Abortion Techniques
- Chemical
- First Trimester
The procedure with methotrexate is similar to the one using RU 486, though administered by an intramuscular injection instead of a pill.
Originally designed to attack fast growing cells such as cancers by neutralizing the B vitamin folic acid necessary for cell division, methotrexate apparently attacks the fast growing cells of the trophoblast as well, the tissue surronding the embryo that eventually gives rise to the placenta. The trophoblast not only functions as the "life support system" for the developing child, drawing oxygen and nutrients from the mother’s blood supply and disposing of carbon dioxide and waste products, but also produces the hCG (human chorionic gonadotropin) hormone which signals the corpus luteum to continue the production of progesterone necessary to prevent breakdown of the uterine lining and loss of the pregnancy. Methotrexate initiaties the disintengration of that sustaining, protective, and nourishing environment. Deprived of the food, oxygen, and fluids he or she needs to survive, the baby dies.

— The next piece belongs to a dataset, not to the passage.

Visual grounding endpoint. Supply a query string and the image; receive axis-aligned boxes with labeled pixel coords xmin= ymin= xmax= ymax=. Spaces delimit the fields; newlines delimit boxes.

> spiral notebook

Three to seven days later (depending on the protocol used), a suppository of misoprostol (the same prostaglandin used with RU 486) is inserted into a woman’s vagina to trigger expulsion of the tiny body of the child from the woman’s uterus. Sometimes this occurs within the next few hours, but often a second dose of the prostaglandin is required, making the time lapse between the initial administration of methotrexate and the actual completion of the abortion as long as several weeks. A woman may bleed for weeks (42 days in one study ), even heavily, and may abort anywhere -- at home, on the bus, at work, etc. Those found to be still pregnant in later visits (at least 1 in 25) are given surgical abortions.
Even doctors who support abortion are reluctant to prescribe methotrexate for abortion because of its high toxicity and unpredictable side effects. Those side effects commonly include nausea, pain, diarrhea, as well as less visible but more serious effects such as bone marrow depression, severe anemia, liver damage and methotrexate-induced lung disease.
The manufacturer warns in the package insert that while methotrexate has shown itself useful in treating certain types of cancer and severe cases of arthritis and psoriasis, "deaths have been reported with the use of methotrexate," and recommends that its use be limited to "physicians whose knowledge and experience includes the use of antimetabolite therapy." Though researchers performing methotrexate abortions have dismissed such concerns because of the low dosage used, other doctors in the abortion trade have disagreed, and the package insert clearly warns that "toxic effects may be related in frequency and severity to dose or frequency of administration but have been seen at all doses" (emphasis added).